Debugging produced PTX?

dbeckwith commented 6 years ago

I'm trying to figure out how to produce a debuggable binary from the PTX file that I can debug with the NVIDIA tools. It's looking like I'm going to need a non-release-mode version of the PTX file. Could you could expose whether to pass the --release option to xargo or not? Is this even the right thing to do for trying to debug a CUDA kernel produced with this tool?

dbeckwith commented 6 years ago

I've found that I can get the kernel to pause on an exception and then I can attach cuda-gdb to it, but I still need a PTX file with debug symbols to be able to debug.

dbeckwith commented 6 years ago

Actually, this is pretty easy. I can make a PR.

denzp commented 6 years ago

Could you please tell more about your CUDA debugging experience? I'm curious because I never tried this before even with C++ CUDA.

dbeckwith commented 6 years ago

This is my first go at it as well. Reading the NVIDIA docs it seems pretty straightforward. The best feature I've seen so far is that if you set the environment variable CUDA_DEVICE_WAITS_ON_EXCEPTION, the CUDA kernel will pause for you when it encounters an error and then you can attach a debugging session with cuda-gdb.

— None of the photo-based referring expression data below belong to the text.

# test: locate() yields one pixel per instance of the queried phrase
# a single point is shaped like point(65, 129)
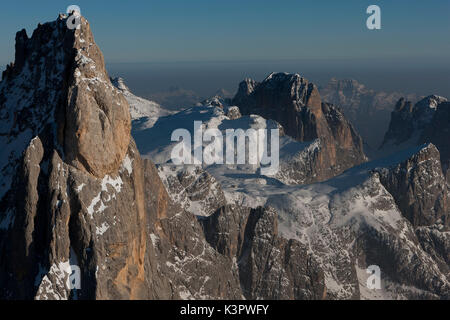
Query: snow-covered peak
point(146, 111)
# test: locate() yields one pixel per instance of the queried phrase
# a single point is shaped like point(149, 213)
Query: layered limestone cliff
point(295, 103)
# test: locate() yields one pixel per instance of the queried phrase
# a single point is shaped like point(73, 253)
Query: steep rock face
point(296, 104)
point(270, 267)
point(368, 110)
point(73, 203)
point(74, 188)
point(426, 121)
point(438, 133)
point(419, 188)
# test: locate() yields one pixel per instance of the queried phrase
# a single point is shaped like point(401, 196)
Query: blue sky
point(240, 30)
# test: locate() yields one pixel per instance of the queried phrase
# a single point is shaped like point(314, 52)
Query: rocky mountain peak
point(413, 125)
point(63, 72)
point(295, 103)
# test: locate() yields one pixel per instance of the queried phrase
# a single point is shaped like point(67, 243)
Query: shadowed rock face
point(76, 188)
point(419, 188)
point(425, 122)
point(270, 267)
point(76, 195)
point(295, 103)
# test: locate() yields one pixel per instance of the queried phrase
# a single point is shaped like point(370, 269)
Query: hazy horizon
point(204, 46)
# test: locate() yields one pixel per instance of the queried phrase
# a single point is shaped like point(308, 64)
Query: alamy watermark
point(374, 280)
point(209, 147)
point(73, 281)
point(374, 20)
point(74, 19)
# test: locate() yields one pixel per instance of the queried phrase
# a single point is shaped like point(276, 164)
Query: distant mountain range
point(88, 185)
point(368, 110)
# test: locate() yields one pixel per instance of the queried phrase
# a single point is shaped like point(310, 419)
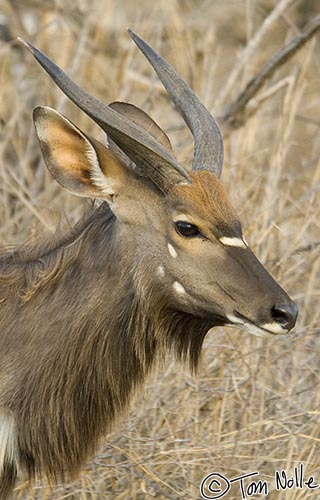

However, I'm still having a problem with my application and haven't actually gotten to the point of being able to use the debugger yet. Building with the latest ptx-builder, ptx-linker, and llvm 6.0 in debug mode I still get a linker error (truncated because there was a lot of debug output):

[PTX]            [INFO] Linking without optimisations
[PTX]           LLVM ERROR: Cannot select: 0x7f64bb3f2ea0: f64 = fpow 0x7f64bb3e43a8, 0x7f64bb3e4138
[PTX]             0x7f64bb3e43a8: f64,ch = CopyFromReg 0x7f64bc0c5840, Register:f64 %11
[PTX]               0x7f64bb31d2d8: f64 = Register %11
[PTX]             0x7f64bb3e4138: f64 = fdiv ConstantFP:f64<1.000000e+00>, 0x7f64baa42068
[PTX]               0x7f64bb3e4bc8: f64 = ConstantFP<1.000000e+00>
[PTX]               0x7f64baa42068: f64 = uint_to_fp 0x7f64bb3f2958
[PTX]                 0x7f64bb3f2958: i16 = and 0x7f64bb3f2d00, Constant:i16<255>
[PTX]                   0x7f64bb3f2d00: i16,ch = CopyFromReg 0x7f64bc0c5840, Register:i16 %13
[PTX]                     0x7f64bb17d548: i16 = Register %13
[PTX]                   0x7f64baa42c30: i16 = Constant<255>
[PTX]           In function: _ZN6common4util17sample_hemisphere17h943cfe33e8d056d2E

I believe the line of code it's trying to compile is this:

let z = unsafe { core::intrinsics::powf64(r1, 1. / (n + 1) as f64) };

I don't get this error when I compile in release mode however which is strange. Any ideas?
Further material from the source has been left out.